男の俺でもなんかキュンってするようなシチュエーションじゃねえか、くそう。
「はい、イチャイチャタイム終了でーす」
ようやく常川田が開錠してくれたことで、耐えがたい時間からは解き放たれた。
「榊、いい絵撮れた?」
常川田が榊のスマホを覗き込む。
「撮れた。これはバズるな」
「ば、バズ……!? それはやめて」
思わず榊に近寄ろうとしたら、後ろから榊のスマホをかっさらう腕が見えた。
「ネットに上げたら殺す」
朝宮だ。なんか静かに怒っていらっしゃる。
「冗談に決まってんじゃん。前に朝宮をネットに晒したときにしっかり反省しましたー」
常川田……勝手に朝宮の写真か動画かをアップしたんだな。でも言い方に反省の色が見えない。それがいつものノリなのか朝宮は、榊の写真フォルダーに保存されていた動画や写真を自分に送信し、その後すべてを消去した。
「あ、ちゃっかり自分だけ送ってるし」
それは常川田と意見が一致している。俺もそれは思っていた。
「俺はいいんだよ。張本人だし。これで土日は生きていけるし」
さらりとすごいことを言ったけど、都合良い考え方をしてもいいなら「土日は俺に会えないから写真とかで我慢する」的なことなのか?
朝宮を見ていたらバチっと目が合った。
「間山もいる?」
「ッ……だ、大丈夫です」
俺らで仲良くそのデータを持っていたら、さすがにおかしいだろ。……ん? おかしくないのか? もう感覚がバグってきてる。
「もしかして嫌だった?」
「え?」
「間山が嫌ならすぐ消す」
ああ、やっぱりだ。いつでも、朝宮は俺のことを一番に考えてくれてる。
その優しさに触れる度に、俺の心の中がどこかがぎゅっと変な気持ちになる。
これは一体なんだなんだ。
「わかりやすく悩んでるなあ」
昇降口に行くと、スマホ片手に現れた唯一の友人、笹原に声をかけられた。
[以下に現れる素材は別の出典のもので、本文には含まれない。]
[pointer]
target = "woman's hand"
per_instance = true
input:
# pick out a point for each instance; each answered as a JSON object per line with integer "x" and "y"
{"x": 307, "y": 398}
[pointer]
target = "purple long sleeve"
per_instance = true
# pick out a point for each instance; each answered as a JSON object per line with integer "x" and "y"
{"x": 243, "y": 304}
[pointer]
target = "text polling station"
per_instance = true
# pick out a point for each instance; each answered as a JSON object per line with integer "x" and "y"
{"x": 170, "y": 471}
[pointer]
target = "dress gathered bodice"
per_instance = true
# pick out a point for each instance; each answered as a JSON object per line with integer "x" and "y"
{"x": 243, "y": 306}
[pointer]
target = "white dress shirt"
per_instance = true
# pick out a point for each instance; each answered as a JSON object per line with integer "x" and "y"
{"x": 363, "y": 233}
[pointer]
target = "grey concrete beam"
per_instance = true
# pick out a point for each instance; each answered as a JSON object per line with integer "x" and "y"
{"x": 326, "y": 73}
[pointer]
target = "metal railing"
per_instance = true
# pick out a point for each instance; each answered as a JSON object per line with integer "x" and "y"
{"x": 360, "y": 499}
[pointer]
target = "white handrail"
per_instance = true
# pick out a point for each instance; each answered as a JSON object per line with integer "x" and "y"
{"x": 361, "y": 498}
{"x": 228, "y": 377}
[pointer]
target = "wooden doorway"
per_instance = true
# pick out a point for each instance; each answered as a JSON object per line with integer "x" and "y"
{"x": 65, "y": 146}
クラスが離れた今でも、家が近いからか、顔を合わせれば一緒に帰ることもある。
「……悩んでる顔に見える?」
「小学校からの付き合いだけど、その顔は大体悩んでいた過去あり」
幼馴染というか、ただの縁だというべきか。俺と違って笹原は目立ちたがりで、声はでかいし態度もでかいけど、イヤな奴ではない。俺にも気さくに話しかけてくるところは変わらない。変わったと言えば、中学になっていきなり身長がいきなり伸びたせいか、垢抜けて女子からモテまくったというところだ。
「笹原ってさ、今まで何人か彼女いたじゃん?」
「間山と違ってな」
「どう考えても余計だろ、それ」
イヤな奴ではないが、失礼なところは今も元気に健在だ。
「……んで、人を好きになるって、どういうことなのかなと思って」
「なんで? 好きな人でもできた?」
笹原は壁にもたれて、ニヤニヤとした顔で聞いてくる。妙に腹立つ。
「……それがわからないっていうか」
「なんでわからないんだよ。好きかどうかで迷うことあるか?」
それは俺も知りたい。好きなら好きだと、簡単にわかるものだと思っていた。
だけど相手はあの朝宮で、告られて。追いついていけないことばかりが起こって、同じところをずっとグルグルしているような気がする。
「笹原は、もし誰かに告られたらどうしてんの?」
「好きなら付き合うし、好きになれそうじゃなかったらとりあえずキープ」
「は!? 最低」
「おい冗談に決まってんだろ。間に受けんな」
「……」
「疑いの目を向けるのをやめなさい。後半に関しては、まあ丁重にお断りってとこよ」
悔しいけど、笹原はモテる。だからといって今までの彼女と適当に付き合っていたかと言われれば、俺が見ている限りはそうではなかったと思う。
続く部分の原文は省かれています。